If your 2020 circumstances change, you could qualify based on your 2020 tax return, which you’ll file next year. But in that case, your coronavirus stimulus check will be processed like a regular tax credit. You won’t get an advance on the credit. You’ll get it in the form of a higher refund or a lower tax bill.
The two most likely scenarios where this would apply:
- You earned too much based on your 2018 or 2019 return to qualify, but your 2020 income takes a hit. If your 2020 income falls below the eligibility thresholds for relief payments, you’ll get the credit of up to $1,200 if you’re single or $2,400 if you’re married when you file your 2020 return.

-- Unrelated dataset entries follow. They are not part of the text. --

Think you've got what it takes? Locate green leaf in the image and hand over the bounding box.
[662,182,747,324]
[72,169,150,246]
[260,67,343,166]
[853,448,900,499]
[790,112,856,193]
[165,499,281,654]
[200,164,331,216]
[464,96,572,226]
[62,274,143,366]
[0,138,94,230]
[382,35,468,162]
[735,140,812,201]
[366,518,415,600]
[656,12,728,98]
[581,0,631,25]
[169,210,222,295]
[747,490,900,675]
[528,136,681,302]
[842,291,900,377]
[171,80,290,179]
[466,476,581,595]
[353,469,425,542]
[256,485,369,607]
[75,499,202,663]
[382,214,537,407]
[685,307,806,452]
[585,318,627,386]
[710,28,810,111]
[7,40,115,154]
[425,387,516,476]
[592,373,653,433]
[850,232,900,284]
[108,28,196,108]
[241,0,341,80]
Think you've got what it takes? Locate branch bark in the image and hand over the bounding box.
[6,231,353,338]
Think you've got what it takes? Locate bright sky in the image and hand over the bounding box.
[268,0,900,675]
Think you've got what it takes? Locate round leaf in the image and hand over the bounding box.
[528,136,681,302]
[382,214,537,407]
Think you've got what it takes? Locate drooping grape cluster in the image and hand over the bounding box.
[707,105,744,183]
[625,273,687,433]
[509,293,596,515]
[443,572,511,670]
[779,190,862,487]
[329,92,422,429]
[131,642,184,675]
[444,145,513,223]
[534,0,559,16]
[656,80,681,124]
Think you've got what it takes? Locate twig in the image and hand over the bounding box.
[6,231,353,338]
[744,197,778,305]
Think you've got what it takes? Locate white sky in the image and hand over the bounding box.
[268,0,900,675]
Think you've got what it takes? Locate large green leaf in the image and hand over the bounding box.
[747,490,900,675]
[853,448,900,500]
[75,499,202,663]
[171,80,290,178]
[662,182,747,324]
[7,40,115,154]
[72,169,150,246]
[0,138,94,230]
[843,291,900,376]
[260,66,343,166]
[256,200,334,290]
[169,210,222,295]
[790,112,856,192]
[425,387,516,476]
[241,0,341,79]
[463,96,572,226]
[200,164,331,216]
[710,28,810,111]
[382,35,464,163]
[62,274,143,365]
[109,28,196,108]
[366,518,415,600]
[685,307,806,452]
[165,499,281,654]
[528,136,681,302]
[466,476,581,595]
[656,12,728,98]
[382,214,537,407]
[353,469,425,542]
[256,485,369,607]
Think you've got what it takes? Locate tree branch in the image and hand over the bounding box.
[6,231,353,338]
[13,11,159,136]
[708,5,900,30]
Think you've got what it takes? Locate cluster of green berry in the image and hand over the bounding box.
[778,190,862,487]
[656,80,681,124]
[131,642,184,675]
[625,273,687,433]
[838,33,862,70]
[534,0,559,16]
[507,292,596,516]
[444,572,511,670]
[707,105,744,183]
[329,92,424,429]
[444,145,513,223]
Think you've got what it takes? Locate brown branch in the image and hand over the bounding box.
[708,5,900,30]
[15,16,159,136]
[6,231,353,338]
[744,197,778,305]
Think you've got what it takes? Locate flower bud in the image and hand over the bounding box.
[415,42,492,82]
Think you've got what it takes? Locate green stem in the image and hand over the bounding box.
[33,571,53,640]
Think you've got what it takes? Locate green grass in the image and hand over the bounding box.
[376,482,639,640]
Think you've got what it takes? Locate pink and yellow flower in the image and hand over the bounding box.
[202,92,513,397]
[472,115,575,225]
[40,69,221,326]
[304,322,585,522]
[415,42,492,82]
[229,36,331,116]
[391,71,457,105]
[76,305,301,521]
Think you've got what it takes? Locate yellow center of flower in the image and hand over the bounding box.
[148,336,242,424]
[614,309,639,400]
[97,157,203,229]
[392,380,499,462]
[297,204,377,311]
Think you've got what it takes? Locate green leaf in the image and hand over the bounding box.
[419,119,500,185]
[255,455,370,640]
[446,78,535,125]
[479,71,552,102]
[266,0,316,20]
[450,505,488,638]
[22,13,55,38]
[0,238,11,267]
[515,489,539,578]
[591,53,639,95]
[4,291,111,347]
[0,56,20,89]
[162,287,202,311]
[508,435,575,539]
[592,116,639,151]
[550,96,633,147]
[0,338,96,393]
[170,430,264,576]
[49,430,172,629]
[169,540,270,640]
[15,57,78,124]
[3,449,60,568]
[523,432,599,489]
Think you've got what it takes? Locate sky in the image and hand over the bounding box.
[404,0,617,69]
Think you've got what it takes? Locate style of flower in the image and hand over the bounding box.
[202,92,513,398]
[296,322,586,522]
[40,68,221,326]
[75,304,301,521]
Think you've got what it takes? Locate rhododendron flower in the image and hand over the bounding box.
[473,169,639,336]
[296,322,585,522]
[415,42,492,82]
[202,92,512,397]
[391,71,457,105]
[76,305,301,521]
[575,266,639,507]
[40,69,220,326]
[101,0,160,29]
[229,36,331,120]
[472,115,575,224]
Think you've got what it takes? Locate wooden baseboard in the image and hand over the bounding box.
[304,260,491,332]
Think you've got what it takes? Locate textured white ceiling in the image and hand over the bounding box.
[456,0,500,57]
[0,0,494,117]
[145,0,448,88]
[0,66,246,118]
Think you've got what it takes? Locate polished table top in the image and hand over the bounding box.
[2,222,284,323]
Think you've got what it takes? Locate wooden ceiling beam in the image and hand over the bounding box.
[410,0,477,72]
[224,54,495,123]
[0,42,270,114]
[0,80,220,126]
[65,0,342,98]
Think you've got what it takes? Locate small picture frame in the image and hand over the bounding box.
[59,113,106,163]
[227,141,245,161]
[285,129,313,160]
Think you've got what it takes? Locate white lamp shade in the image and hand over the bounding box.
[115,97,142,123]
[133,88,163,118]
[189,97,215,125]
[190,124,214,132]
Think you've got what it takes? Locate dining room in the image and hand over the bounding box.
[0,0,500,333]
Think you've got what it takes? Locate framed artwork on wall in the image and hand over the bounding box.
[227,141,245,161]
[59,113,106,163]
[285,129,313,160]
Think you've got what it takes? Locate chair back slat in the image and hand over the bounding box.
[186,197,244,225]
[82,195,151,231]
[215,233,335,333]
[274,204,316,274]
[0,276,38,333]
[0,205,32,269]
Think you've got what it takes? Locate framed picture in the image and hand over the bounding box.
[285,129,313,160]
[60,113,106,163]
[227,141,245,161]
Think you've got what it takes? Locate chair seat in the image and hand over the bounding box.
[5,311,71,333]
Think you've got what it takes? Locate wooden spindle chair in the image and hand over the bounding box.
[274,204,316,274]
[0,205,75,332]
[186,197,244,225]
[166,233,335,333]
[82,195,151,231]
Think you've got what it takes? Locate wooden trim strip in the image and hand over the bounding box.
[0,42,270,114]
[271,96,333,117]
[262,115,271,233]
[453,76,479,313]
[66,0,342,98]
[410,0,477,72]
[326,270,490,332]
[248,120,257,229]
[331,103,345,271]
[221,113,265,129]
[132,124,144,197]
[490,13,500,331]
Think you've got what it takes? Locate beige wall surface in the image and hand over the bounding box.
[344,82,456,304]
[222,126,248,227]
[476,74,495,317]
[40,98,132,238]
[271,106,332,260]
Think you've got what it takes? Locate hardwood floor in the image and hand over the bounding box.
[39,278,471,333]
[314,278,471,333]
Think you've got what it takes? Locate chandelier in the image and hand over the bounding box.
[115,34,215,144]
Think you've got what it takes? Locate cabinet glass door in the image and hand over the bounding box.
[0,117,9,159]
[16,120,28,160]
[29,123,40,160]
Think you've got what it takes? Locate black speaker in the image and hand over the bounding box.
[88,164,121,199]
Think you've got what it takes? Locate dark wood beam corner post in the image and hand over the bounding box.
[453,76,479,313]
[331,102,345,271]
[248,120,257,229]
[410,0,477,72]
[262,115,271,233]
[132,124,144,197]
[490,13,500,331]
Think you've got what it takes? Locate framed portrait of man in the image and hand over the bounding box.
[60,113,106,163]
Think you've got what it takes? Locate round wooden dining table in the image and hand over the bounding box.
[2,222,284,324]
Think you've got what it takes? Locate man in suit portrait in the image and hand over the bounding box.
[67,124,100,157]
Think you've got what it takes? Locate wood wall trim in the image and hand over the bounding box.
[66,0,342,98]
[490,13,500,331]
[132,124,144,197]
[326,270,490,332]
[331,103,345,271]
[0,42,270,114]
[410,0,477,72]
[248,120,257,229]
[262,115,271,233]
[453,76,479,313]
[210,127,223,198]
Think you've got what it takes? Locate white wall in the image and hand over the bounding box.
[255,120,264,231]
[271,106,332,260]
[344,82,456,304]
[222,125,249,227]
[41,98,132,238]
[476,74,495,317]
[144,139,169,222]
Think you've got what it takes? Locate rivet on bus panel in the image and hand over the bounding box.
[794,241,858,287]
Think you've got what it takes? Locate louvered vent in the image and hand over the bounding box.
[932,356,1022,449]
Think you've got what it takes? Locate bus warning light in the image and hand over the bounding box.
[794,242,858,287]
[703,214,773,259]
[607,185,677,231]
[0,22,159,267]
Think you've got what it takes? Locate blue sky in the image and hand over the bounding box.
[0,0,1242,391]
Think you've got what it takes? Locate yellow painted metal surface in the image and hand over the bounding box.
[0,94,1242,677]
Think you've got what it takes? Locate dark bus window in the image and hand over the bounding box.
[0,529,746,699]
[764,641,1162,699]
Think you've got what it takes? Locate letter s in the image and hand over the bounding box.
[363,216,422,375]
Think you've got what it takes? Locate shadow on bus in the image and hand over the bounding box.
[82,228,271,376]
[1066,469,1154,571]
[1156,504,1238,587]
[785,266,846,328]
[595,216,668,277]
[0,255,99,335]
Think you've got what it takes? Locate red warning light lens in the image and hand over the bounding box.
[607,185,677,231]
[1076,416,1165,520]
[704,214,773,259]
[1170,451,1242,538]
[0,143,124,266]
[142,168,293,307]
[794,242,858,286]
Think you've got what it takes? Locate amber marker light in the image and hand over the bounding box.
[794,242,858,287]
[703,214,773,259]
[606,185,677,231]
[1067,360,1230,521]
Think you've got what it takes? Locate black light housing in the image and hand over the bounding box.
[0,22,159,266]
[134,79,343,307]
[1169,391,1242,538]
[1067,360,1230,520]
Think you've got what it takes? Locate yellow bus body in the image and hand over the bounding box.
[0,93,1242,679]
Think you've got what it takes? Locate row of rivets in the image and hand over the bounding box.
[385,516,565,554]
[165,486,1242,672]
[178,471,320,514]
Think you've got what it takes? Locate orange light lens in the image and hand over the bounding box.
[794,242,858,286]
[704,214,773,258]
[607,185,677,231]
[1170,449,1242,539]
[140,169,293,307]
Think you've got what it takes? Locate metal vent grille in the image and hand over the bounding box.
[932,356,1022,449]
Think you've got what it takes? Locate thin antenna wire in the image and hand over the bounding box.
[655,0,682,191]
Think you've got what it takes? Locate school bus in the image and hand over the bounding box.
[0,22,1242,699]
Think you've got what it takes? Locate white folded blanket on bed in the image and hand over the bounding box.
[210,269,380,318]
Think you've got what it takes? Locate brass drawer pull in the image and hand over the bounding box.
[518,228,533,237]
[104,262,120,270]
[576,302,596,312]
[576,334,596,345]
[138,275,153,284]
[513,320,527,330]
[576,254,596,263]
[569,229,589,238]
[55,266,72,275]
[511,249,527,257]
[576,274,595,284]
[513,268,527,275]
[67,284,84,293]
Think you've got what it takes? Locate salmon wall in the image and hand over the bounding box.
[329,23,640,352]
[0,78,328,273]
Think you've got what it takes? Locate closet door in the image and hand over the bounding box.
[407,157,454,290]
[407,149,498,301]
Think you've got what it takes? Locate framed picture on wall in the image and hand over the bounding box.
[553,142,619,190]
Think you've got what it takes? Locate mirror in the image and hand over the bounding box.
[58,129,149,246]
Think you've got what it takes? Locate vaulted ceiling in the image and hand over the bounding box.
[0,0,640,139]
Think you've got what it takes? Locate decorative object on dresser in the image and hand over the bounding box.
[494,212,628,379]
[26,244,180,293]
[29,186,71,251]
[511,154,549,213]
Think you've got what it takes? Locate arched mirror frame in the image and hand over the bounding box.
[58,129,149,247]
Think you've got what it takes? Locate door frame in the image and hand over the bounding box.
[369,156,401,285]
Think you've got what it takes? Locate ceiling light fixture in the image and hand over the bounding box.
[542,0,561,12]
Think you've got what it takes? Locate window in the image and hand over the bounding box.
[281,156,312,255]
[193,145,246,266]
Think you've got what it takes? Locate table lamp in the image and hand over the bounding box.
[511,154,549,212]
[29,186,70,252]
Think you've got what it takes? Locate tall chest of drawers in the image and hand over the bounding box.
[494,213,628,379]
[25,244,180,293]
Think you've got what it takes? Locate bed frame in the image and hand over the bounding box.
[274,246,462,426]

- You have a child in 2020. A child born in 2020 will qualify for a $500 credit. But since the IRS is using 2018 or 2019 returns to determine payments, you’ll have to wait until you file your 2020 return to claim your newborn.
But even if you get a coronavirus payment now and your 2020 income skyrockets to the point where you’d be ineligible, you still will not owe taxes. You won’t even have to report the money as taxable income.
There are plenty of things to worry about right now. Paying taxes on your coronavirus relief tax isn’t one of them.
Robin Hartill is a senior editor at Codetic and the voice behind the Dear Penny personal finance advice column.